The 5 Types Of Employees Phishing Emails Love To Target
16 August 2017 16:16
Times have changed since the (not so) good old days of breaching an organisation by exploiting vulnerabilities at the network perimeter. Nowadays, cyber criminals are using much more sophisticated techniques, and on a much easier target -- the human.
So, if humans are the target, what's the weapon of choice? Well, there's more of an arsenal of weapons, but the most popular is without a doubt the simple (yet agonisingly effective) phishing email. The process of a phishing attempt might seem straightforward, but these fraudulent emails waiting patiently for an unsuspecting user to take the bait can have disastrous effects on a business.
A simple click or downloading of a file, and the door is flung wide open for cyber criminals to compromise the company's network and systems. But as for the danger of the ever-evolving threat landscape, you have to also consider that the average user is still susceptible to all types of scams. From fake websites to unsolicited ads in their mailbox, trusting users unwittingly type their credentials into forged screens on a daily basis.

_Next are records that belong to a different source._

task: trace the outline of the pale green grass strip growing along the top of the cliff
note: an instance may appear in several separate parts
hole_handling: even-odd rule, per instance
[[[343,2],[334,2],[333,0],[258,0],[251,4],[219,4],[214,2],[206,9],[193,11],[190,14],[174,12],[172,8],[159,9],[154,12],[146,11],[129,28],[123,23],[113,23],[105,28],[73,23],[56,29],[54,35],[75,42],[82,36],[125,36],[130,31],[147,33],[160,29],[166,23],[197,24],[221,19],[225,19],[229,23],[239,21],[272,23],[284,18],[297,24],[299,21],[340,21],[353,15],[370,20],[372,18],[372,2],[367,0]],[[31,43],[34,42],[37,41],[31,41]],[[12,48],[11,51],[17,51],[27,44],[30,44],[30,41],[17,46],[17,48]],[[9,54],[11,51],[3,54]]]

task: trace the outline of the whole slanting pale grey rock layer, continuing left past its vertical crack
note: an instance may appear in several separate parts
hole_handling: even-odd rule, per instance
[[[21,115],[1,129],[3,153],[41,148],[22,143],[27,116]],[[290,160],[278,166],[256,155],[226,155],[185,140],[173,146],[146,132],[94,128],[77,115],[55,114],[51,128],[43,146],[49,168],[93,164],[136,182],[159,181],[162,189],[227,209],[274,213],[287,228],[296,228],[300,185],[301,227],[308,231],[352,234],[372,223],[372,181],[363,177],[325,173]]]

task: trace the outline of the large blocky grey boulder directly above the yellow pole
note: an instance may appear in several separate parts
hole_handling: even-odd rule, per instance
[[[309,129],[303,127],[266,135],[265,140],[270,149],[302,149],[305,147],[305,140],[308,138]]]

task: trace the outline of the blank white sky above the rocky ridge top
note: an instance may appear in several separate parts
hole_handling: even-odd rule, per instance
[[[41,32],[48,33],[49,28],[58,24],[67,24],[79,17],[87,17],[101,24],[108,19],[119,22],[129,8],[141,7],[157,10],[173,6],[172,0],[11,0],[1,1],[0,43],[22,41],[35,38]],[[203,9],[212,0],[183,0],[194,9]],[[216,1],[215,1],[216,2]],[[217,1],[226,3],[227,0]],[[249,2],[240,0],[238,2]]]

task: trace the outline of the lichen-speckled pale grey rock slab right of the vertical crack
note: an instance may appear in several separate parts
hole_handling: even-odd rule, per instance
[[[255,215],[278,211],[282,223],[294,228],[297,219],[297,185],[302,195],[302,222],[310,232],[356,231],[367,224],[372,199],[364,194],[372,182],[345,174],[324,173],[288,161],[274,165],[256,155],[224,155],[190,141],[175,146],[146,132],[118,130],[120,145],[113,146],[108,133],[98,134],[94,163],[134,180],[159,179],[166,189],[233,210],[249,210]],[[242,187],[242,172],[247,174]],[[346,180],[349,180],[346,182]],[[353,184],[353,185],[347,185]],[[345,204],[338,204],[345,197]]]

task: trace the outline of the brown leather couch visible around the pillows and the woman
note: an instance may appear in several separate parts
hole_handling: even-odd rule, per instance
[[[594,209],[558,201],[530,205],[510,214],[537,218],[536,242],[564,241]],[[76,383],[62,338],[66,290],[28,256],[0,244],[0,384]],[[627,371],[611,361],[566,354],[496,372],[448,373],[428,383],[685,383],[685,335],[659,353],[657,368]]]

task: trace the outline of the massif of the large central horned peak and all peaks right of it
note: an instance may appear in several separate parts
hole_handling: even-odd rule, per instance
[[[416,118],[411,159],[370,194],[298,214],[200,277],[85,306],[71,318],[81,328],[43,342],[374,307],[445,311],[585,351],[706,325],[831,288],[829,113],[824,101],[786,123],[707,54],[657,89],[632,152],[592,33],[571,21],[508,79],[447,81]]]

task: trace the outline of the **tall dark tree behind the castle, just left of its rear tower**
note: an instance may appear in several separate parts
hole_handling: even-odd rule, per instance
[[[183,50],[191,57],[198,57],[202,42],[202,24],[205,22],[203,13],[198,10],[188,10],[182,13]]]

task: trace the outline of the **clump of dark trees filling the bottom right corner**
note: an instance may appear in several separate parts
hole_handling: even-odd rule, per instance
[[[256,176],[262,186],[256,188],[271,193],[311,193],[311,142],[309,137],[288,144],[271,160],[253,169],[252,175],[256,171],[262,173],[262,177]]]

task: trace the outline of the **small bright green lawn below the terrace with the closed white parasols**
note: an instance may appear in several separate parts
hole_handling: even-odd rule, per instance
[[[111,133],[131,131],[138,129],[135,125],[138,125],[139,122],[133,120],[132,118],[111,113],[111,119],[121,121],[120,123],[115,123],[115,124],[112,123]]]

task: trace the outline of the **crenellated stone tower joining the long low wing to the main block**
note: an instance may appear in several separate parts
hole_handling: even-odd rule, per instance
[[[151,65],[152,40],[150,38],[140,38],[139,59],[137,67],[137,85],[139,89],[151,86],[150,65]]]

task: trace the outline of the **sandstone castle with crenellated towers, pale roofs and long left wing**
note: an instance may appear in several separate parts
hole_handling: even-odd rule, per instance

Different victims of phishing attacks can fall for different techniques. So let's take a look at some of the employees that are most likely to be lured into the bait of a phisher, and how we can protect them from the hook.
High ranking officials, such as CEOs and CFOs, are extremely attractive targets. Their access to sensitive information and authority to sign-off on high-value transfers gives cyber criminal a host of incentives. Phishing emails that target executives typically takes the form of sensitive information requests from a legitimate looking source. By creating a spoof email so that a credible sender appears, the attacker can make requests to executives that are far less likely to be denied.
How to protect the Execs:
Make additional authentication or verification steps a requirement for any sensitive requests (such as wire transfers). Also, encourage executives to limit both what they are sharing and who they are connecting with on social media.
With their ability to multitask, administrative assistant's behind the scenes work contributes to the business considerably. From scheduling to screening phone calls, they often have access to company and individual executive accounts. Their role in the frontline and their privileged relationships makes them an attractive target for attackers. They are seen as a more accessible target who might just give up the keys to the kingdom a little easier than their counterparts.
Phishing emails targeting these assistants often come as a request from another executive, usually asking to review an attachment or to send across financial information. If the phishing attempt is successful, then eavesdropping software can be installed, meaning that the assistant's privileged information can be leaked.
How to protect the Admin Assistants:
Provide them with a clear procedure for dealing with phishing emails and make sure that there is a good spam filter set up. If the admin assistants come across a non-legitimate looking email, they should feel actively encouraged to report it to IT support and know exactly how to do so.
Similar read: 3 reasons why you should phish your employees
Sales Team Members
Business development managers, account managers, and internal salespeople constantly interact with prospective and existing clients. In person, over the phone, or via email, they’re eager for emails from potential customers and want to be as responsive as possible. An attacker can easily locate their name, phone number, and email address online, and the chances that the messages will be opened is high.
Stealing credentials from these salespeople can provide access to customer lists, pricing sheets, and confidential deal information. Stealing their information will also allow for a new phishing attack catered towards members of the finance and account teams.
How to protect the sales team:
Consider email-alternative methods with your purchasing department on how to transfer invoices. Ensure that your sales team are encouraged to double-check any linked text they receive in emails. Also, discourage them from opening attachments from unknown sources.
HR professionals are usually some of the most highly connected people in any business. They regularly communicate with existing and potential employees, and phishers now this. That's why cyber criminals often pose as potential employees by sending malicious payloads disguised as resumes, or will even impersonate a high-level exec and ask for information regarding personnel. The tax season especially is full of phishing attempts on HR, with employee tax information being a big target.
How to protect HR:
By investing in benefits software and employee portals, you can reduce the number of confidential documents that employees send via email. Your HR department should also be reminded that requests from an employee asking for sensitive information should be verified either face-to-face or over the phone.
The inconvenient truth is that anyone in your organisation can be targeted by a phishing attack. Awareness programs, mock phishing exercises, and security measures need to be addressed with everyone in the business, no matter what position or level they may be at. The more that employees are involved in security efforts will only strengthen your security measures.
Of course, time and cost are two factors that need to be taken into account, but so does the inconvenience and huge financial loss of a data breach. Even cyber security fatigue can be can have a negative impact on your employees, but there are many ways in which this can be avoided.
How to protect your workforce:
Creating a security-minded culture through an effective user awareness programme can help decrease the human element threat of phishing emails. Don't believe us? Try our free phishing simulation trial here.
Also, utilising spam filtering solutions along with additional endpoint security will help cover the gaps in antivirus protection. Having security policies for responding to phishing emails and a company backup strategy can also reduce the risk of attacks.